INDUSTRIAL APPLICABILITY According to the present invention, the uniform dispersibility of the light-shielding substance is improved, it is possible to prevent the photographic property of the photographic light-sensitive material from being adversely affected, the light-shielding ability is improved, and the coloring failure is reduced. Since the occurrence of spots is reduced, the appearance can be improved.

[Procedure Amendment 41]

[Document name to be amended] Statement

[Name of item to be corrected] Figure 5

[Correction method] Change

[Correction content]

FIG. 5 is a cross-sectional view of a photographic film container which is an example of a molded product for a photographic light-sensitive material of the present invention. (B) is a cross-sectional view of a photographic film container body having a taper in which the inner diameter of the upper opening is larger than the inner diameter of the bottom by α.

[Procedure amendment 42]

[Document name to be corrected] Drawing

[Correction target item name] All drawings

[Correction method] Change

[Correction content]

[Figure 1]

[Fig. 2]

[Figure 3]

[Figure 4]

[Figure 5]

[Figure 6]

[Figure 7]

[Figure 8]

[Figure 9]

[Figure 10]

FIG. 11

[Fig. 12]

─────────────────────────────────────────────────── ─── Continuation of front page (51) Int.Cl. ⁵ Identification code Office reference number FI technical display location B65D 85/84 7445-3E

Claims (7)

[Claims] 1. A molded product for a photographic light-sensitive material, comprising a light-shielding thermoplastic resin composition containing at least a light-shielding substance surface-treated with a surface-treating substance and an antioxidant. 2. A surface-treated substance having a pH of 6.
2. A photographic light-sensitive material according to claim 1, which comprises a light-shielding thermoplastic resin composition containing at least 0 to 9.0, carbon black having an average particle diameter of 10 to 120 m [mu], a thermoplastic resin, and a phenolic antioxidant.
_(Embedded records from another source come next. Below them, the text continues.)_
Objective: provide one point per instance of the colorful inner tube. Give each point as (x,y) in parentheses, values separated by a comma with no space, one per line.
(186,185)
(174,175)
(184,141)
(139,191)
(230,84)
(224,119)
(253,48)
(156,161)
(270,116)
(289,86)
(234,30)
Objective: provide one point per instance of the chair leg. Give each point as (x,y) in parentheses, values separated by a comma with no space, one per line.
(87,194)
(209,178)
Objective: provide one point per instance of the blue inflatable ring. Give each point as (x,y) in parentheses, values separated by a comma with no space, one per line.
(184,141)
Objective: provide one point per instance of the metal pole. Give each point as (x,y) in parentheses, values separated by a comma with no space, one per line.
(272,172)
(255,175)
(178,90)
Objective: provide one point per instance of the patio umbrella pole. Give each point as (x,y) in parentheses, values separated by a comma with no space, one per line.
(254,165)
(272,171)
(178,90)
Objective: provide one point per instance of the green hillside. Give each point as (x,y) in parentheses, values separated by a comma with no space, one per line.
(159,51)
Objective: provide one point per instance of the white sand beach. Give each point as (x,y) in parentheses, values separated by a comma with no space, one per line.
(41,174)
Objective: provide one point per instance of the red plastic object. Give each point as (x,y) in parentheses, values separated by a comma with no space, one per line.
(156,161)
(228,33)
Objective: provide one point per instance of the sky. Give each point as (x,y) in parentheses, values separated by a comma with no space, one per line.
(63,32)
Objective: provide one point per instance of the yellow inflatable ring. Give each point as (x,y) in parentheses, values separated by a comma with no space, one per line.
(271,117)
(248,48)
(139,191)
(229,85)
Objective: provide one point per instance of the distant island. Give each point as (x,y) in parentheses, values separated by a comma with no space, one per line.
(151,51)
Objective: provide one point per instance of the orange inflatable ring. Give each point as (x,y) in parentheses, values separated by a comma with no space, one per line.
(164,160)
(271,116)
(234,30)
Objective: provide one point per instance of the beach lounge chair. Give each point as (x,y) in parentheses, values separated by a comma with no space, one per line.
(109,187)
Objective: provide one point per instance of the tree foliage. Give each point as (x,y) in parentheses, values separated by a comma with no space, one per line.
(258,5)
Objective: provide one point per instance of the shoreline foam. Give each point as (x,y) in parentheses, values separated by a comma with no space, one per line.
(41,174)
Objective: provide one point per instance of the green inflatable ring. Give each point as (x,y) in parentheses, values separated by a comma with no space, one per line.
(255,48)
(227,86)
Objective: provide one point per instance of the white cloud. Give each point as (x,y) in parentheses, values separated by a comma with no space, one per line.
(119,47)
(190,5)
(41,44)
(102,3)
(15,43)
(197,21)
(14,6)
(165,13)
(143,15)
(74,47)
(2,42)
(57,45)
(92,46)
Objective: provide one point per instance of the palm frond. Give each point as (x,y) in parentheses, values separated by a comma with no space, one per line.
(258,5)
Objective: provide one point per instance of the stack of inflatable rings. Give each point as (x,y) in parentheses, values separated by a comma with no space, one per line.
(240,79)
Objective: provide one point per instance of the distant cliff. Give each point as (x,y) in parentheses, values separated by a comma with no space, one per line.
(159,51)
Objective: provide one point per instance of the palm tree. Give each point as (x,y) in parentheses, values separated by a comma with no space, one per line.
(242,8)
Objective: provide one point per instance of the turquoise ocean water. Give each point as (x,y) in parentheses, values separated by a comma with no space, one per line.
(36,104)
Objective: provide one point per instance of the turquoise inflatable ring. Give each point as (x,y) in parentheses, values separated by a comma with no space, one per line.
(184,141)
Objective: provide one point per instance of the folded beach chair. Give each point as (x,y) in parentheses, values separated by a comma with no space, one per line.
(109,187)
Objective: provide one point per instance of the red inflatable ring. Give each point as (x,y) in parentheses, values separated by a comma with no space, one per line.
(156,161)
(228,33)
Molded products 3. The surface treatment substance is a lubricant, an antistatic agent, hydrous aluminum oxide, hydrous silicon dioxide, a dihydric to tetrahydric alcohol, a surfactant, an organometallic chelate compound, a coupling agent, and a softening point of 90 ° C. or lower. 3. A molded product for a photographic light-sensitive material according to claim 1, which is one or more of hydrocarbons and silicone oils. 4. A molded product for a photographic light-sensitive material according to claim 1, which contains two or more kinds of thermoplastic resins having a difference in softening point of 10 ° C. or more. 5. The surface-treated surface-treated substance has an oil absorption of 50 ml / 100 g or more, a volatile component of 3.5% or less, and a sulfur component of
5. A molded article for a photographic light-sensitive material according to claim 2, comprising a light-shielding thermoplastic resin composition containing at least 0.9% of carbon black, a thermoplastic resin, and a phenolic antioxidant. 6. An ester of an aliphatic monocarboxylic acid having 20 to 40 carbon atoms and an aliphatic monohydric alcohol having 20 to 40 carbon atoms 0.00
Molded article for photographic light-sensitive material comprising a light-shielding thermoplastic resin composition containing at least 1 to 0.5% by weight and a light-shielding substance at 0.01 to 30% by weight 7. A molecular orientation light-shielding heat having a tear strength in a direction perpendicular to (A) / a tear strength in a molecule orientation direction (A) ≧ 2, which contains at least a light-shielding substance surface-treated with a surface-treating substance and an antioxidant. A light-sensitive film provided with a plastic resin film is used as an easily-openable cover member.